Build ingestion pipelines that scale reliably across large data campaigns, with automated audio quality filtering — SNR estimation, clipping detection, codec artifact identification — as a first-class pipeline stage.
Design and deploy highly scalable distributed systems capable of handling petabytes of audio data — from raw acquisition through quality filtering, deduplication, segmentation, and versioned dataset generation.
Architect and implement indexing and search capabilities over large audio corpora — enabling fast lookup by language, speaker, acoustic condition, duration, and quality tier.

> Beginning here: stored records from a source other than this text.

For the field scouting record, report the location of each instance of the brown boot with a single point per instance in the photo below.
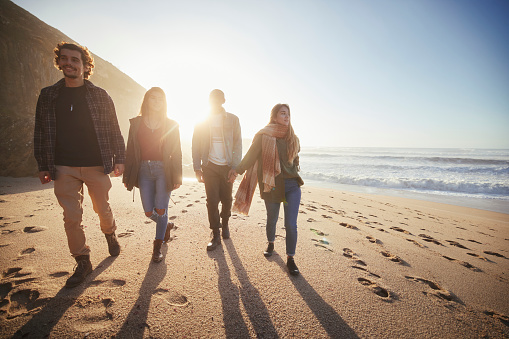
(169, 227)
(157, 256)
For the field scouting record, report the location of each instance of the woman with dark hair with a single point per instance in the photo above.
(273, 161)
(154, 162)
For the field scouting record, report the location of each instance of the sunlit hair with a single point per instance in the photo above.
(292, 141)
(86, 56)
(145, 110)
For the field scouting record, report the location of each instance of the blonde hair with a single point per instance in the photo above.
(144, 105)
(292, 141)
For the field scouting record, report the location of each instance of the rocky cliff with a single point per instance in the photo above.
(26, 66)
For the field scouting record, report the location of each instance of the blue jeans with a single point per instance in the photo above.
(152, 183)
(291, 207)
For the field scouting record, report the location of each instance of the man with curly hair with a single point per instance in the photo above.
(77, 140)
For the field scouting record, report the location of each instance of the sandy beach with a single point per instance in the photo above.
(371, 267)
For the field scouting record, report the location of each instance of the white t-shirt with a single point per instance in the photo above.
(217, 153)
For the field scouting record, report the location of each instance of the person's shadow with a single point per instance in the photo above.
(330, 320)
(42, 322)
(136, 321)
(235, 326)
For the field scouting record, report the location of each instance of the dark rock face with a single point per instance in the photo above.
(26, 66)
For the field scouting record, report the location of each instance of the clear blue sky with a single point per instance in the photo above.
(394, 73)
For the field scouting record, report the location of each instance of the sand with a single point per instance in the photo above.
(371, 267)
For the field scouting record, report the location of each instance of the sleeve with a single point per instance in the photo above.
(129, 160)
(39, 136)
(196, 147)
(237, 144)
(116, 138)
(176, 157)
(254, 153)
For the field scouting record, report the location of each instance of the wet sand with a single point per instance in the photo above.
(371, 267)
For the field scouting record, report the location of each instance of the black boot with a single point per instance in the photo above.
(113, 245)
(169, 227)
(292, 268)
(269, 250)
(157, 256)
(81, 270)
(216, 240)
(226, 229)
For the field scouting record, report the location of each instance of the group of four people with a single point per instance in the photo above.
(77, 140)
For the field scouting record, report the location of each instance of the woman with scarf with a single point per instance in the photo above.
(273, 162)
(154, 162)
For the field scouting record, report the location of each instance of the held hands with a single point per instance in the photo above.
(44, 177)
(118, 169)
(199, 176)
(232, 175)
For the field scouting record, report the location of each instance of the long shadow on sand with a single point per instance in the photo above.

Build and maintain backend services for data storage, including key-value databases, metadata synchronization, and manifest management across dataset versions.
Deploy and operate acquisition infrastructure in a Kubernetes / Infrastructure-as-Code environment; perform routine system health checks and respond to production issues quickly.
Collaborate closely with data processing, architecture, and ML platform teams to ensure smooth data flow from acquisition through to training-ready outputs.
Work closely with legal to handle compliance, data privacy, and licensing matters across all acquisition sources — maintaining a clear audit trail of provenance, permitted use, and commercial training rights for every dataset.
Enforce speaker consent documentation, GDPR requirements, robots.txt and ToS adherence, and audio retention policies across all ingestion pipelines.
Manage relationships with third-party data vendors — writing precise acquisition briefs, evaluating quality on delivery, and ensuring sourced data meets Sanas's licensing and quality standards.